Dr. Beth Harris: [0:08] Exactly. If you’re an artist in the 1520s, looking back at, for example, Michelangelo’s “David” or Raphael’s frescoes in the Papal Palace, how could art be more perfect than it had been made by Michelangelo and Raphael and Leonardo?
Dr. Zucker: [0:23] The style that develops in the courts of Rome immediately after the High Renaissance, a period that we call Mannerism, is defying in fact the strictures of that perfection and is looking towards a kind of virtuosity that has to do with distortion and a remaking of form.
Dr. Harris: [0:38] Mannerism is borrowing from the High Renaissance, but as you said, it’s changing it and distorting it.
Dr. Zucker: [0:46] We can see that in one of the great treasures of the Museum of Fine Arts in Boston, a painting by Rosso Fiorentino.
Dr. Harris: [0:52] This painting shows the dead Christ with angels. Normally, we would see much more of an emphasis on Christ’s suffering and on the angels mourning the dead body of Christ. It’s not unusual in Mannerist paintings for us to have elements that are hard to figure out, where the iconography has been changed.

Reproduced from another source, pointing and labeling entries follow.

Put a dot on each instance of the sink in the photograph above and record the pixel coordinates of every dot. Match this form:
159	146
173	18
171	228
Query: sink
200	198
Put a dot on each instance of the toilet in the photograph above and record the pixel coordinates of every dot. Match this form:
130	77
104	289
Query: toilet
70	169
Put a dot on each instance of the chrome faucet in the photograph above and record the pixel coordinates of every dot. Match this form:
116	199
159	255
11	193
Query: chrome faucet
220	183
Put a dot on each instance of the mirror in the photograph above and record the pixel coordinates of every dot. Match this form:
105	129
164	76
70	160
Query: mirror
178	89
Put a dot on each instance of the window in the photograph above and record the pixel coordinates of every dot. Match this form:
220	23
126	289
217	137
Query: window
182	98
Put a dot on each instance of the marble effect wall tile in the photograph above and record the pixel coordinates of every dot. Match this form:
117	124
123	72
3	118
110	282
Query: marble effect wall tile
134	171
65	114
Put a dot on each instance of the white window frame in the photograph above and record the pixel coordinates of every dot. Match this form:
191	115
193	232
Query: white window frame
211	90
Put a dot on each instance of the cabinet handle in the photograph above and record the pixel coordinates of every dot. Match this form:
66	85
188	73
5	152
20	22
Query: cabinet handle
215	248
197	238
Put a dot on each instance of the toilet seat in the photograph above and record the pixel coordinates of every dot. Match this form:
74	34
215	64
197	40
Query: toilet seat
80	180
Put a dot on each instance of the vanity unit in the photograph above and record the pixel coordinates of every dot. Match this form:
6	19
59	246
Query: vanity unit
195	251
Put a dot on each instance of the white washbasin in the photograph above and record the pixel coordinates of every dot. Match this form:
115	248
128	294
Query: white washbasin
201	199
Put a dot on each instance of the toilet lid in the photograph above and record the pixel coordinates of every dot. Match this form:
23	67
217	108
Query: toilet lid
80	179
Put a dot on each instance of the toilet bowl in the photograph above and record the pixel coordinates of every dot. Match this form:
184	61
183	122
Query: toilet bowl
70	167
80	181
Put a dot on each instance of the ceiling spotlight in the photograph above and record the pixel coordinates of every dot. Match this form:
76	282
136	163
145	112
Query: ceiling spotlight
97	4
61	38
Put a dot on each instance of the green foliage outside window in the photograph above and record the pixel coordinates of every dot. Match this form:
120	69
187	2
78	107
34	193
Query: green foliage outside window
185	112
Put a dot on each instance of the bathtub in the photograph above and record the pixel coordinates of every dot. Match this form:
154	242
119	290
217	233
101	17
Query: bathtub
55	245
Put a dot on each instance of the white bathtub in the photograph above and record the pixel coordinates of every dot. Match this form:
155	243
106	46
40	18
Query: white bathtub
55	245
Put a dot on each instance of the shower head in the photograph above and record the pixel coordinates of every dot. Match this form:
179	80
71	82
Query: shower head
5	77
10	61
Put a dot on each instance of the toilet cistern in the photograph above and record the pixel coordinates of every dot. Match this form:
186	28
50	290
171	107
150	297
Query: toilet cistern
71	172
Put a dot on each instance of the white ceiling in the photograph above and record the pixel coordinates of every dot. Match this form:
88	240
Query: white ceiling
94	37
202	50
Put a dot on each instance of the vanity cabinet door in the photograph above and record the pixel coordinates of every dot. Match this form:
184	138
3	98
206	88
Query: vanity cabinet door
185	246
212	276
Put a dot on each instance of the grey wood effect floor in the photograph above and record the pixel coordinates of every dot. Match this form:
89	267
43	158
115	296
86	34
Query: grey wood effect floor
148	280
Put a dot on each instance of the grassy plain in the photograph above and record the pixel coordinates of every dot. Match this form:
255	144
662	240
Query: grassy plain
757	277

[1:11] He’s really minimized the usual clues we have about Christ’s suffering. We can’t easily see the wounds in Christ’s hands or feet. Even the wound in his side that Christ received while he was on the cross seems devoid of blood.
[1:24] All that is unusual. Normally, an artist would present us with those attributes and really have us meditate on Christ’s physical suffering. We’re not given those clues here.
Dr. Zucker: [1:36] Even the angels don’t seem to be mourning, as they might be in more traditional paintings. You can see Rosso playing fast and loose in a number of different ways in this painting.
[1:45] Not only do you have Christ, this very large figure, in fact almost too large for the size of this canvas, surrounded by the four angels that seem almost too close, but you have this very indeterminate space pushed very close to the foreground, and you have distortions in the relation of the scale of the bodies.
[2:04] Look at the size and the mass and weight of this dead Christ in relationship to those angels in the background.
Dr. Harris: [2:11] Christ seems way too large, almost like he’s going to break out of the space that he’s in. It’s been suggested that there’s not so much emphasis on Christ’s suffering here because there’s more of an interest in the idea of Christ’s resurrection. Perhaps that idea of him breaking the bounds or the confines of this canvas suggests that idea.
Dr. Zucker: [2:34] Well, certainly the two torches held by the angels are a traditional symbol of the Resurrection, so that absolutely works. Christ is so interesting here because there’s a real sensuality to that body. It’s a beautiful body. It’s got this elegant curvature to it, and yet it’s also dead and kind of yellow.
Dr. Harris: [2:52] It’s not unusual for Mannerist artists to make art, to make paintings, based on other paintings. We definitely see that here in the way that Rosso recalls Michelangelo’s figures on the Sistine ceiling.
[3:06] Look at his right thigh. It doesn’t make any sense. It’s impossibly long. The way that it connects to his hip doesn’t seem anatomically plausible, and the length to the knee doesn’t seem anatomically plausible.
Dr. Zucker: [3:19] Even the other thigh is too large for the torso.
Dr. Harris: [3:23] We have a really hard time figuring out how those feet would carry the weight of this body — in fact, how he’s being supported at all.
Dr. Zucker: [3:31] So those distortions that you’re talking about, we see in so much Mannerist work. You might think of Parmigianino’s “The Madonna of the Long Neck” for example.
[3:39] But it’s not that this is a mistake. It’s that Mannerist artists like Rosso were restructuring the body in order to express not only their virtuosity, but in a sense, to be able to manipulate form as if it was a plastic medium.
Dr. Harris: [3:52] And perhaps to heighten the spirituality of the moment, maybe by exaggerating the body or by elongating it or twisting it; there’s a sense of transcending the earthly and the physical.
Dr. Zucker: [4:05] Stylistically, we can certainly say that Mannerist artists transcended the strictures, the perfection of the High Renaissance.